Friday, July 30, 2010
Cleo and bits and pieces
Mr. Minky is the shiny brown mink that lives under the decks and docks at my brother's cottage. My brother being something of a story-teller himself who has a wonderful sense of fun and play, gives names to things - as did our father - hence Mr. Minky. Cleo loves to hunt and chase things and would watch for hours, ears drooping forward as she hung her head over the dock's or rock or deck's edge, trying to see underneath and find the elusive mink whom - she seemed certain - deliberately hid from her. It's a great game.
Cleo owns my nephew and frankly, the hearts of all who know her. She and Trixie - another beautiful dog - a feathery perky Papillon live with my nephew and his partner and visit the cottage often to check on Mr. Minky and his cohorts.
And some follow up to some previous blogs - my bits and pieces for a Friday -
Yesterday one of the men involved with the Ontario Nesting Research Survey along with a mutual friend of his and mine, visited to see and record information about the two nests that I had written about recently: the elegant feathered swallow's nest with three abandoned eggs and the triplex - the twig nest constructed by a wren on top of a swallow's nest and topped I thought by another swallow's nest or a bluebird nest.
We recorded the longitude and latitude of the swallow's nest and took more photographs. One of the fellows took a few of the pretty little striped feathers which looked as if they were from a guinea fowl or some fancy chicken to use in making fishing flies. We also discovered that the nest box immediately next door had also been used by swallows for successful nests - I'd forgotten that. Then we proceeded to the triplex.
The fellows were impressed with the twig nest which is very tall - and then the gentleman with the survey, reached into the nest. He pulled out a tiny brown egg. My eyes popped.
"It's warm," he said. At that moment I heard the wren singing away in a nearby tree. "This is an active nest!"
He counted five eggs. So my job now is to watch the nest box when I walk the dogs and determine when the eggs hatch. What a treat that will be - to see five baby wrens fledge. Imagine!
And I also recently posted two images of baby birds which I couldn't identify but thought might be bluebirds.
As the fellows were about to leave, I saw a similar baby bird on the hydro wires across from my driveway. It was calling - that plaintive call that every mother no matter what the species recognizes - "Feed me! feed me please! I'm starving."
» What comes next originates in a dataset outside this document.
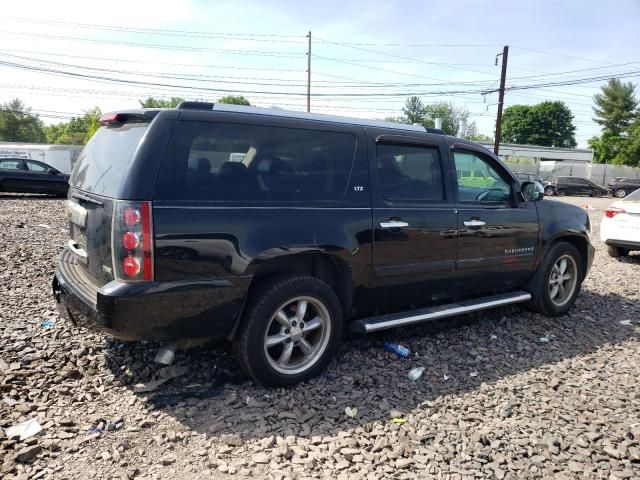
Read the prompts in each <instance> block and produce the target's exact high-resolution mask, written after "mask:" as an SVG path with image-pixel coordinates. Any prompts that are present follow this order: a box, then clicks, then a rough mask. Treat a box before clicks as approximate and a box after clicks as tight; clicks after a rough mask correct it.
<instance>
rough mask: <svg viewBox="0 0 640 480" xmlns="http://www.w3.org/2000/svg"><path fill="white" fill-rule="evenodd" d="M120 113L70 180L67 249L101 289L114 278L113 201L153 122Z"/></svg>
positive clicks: (67, 212)
mask: <svg viewBox="0 0 640 480" xmlns="http://www.w3.org/2000/svg"><path fill="white" fill-rule="evenodd" d="M119 115H121V116H120V117H119V118H118V120H120V121H118V122H114V121H111V122H110V124H108V125H105V126H103V127H101V128H100V129H99V130H98V131H97V132H96V134H95V135H94V136H93V138H92V139H91V141H90V142H89V143H88V144H87V145H86V147H85V148H84V150H83V151H82V153H81V154H80V156H79V157H78V160H77V161H76V163H75V165H74V168H73V172H72V174H71V178H70V180H69V184H70V189H69V195H68V204H67V213H68V218H69V233H70V240H69V243H68V247H69V250H70V251H71V252H73V257H74V260H75V262H74V263H77V266H76V268H80V269H82V270H83V271H84V273H86V274H87V275H88V276H89V277H90V279H91V281H92V282H93V283H94V284H95V285H96V286H98V287H100V286H103V285H104V284H106V283H108V282H109V281H111V280H113V278H114V274H113V262H112V255H111V235H112V234H111V229H112V217H113V212H114V206H115V200H116V199H118V198H120V192H121V191H122V185H123V183H124V181H125V178H126V177H127V175H128V173H129V172H130V169H131V166H132V162H133V159H134V157H135V153H136V150H137V149H138V146H139V145H140V143H141V140H142V138H143V136H144V134H145V133H146V131H147V129H148V127H149V121H150V119H149V118H146V119H145V118H140V116H138V117H136V116H134V115H130V116H122V114H119ZM103 118H104V117H103ZM110 118H112V119H113V118H115V117H114V116H112V117H110ZM101 120H102V119H101ZM105 123H107V122H106V121H105Z"/></svg>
But it was definitely a bluebird call and through the lens of one of the men's cameras, it was identified as a young bluebird - exactly the same as the ones I'd seen three or so weeks ago. They seemed to be the same age - so it couldn't have been the same birds.
We looked along the wires and discovered three more bluebird babies. And suddenly a flash of that familiar turquoise and there was mum up close and personal with a grub of some sort that she stuffed into the calling baby's beak.
We watched for several minutes as the mother attended to her hungry brood.
And I felt pleased and proud. Seven new bluebirds from my property or nearby. (There are nest boxes on two of my neighbours' properties.) The expert told me that in the 1920s bluebirds were on the endangered species list. But due solely to the construction and use of nest boxes, they have made such a recovery that they are now among the most common nesting birds recorded in Ontario for the survey.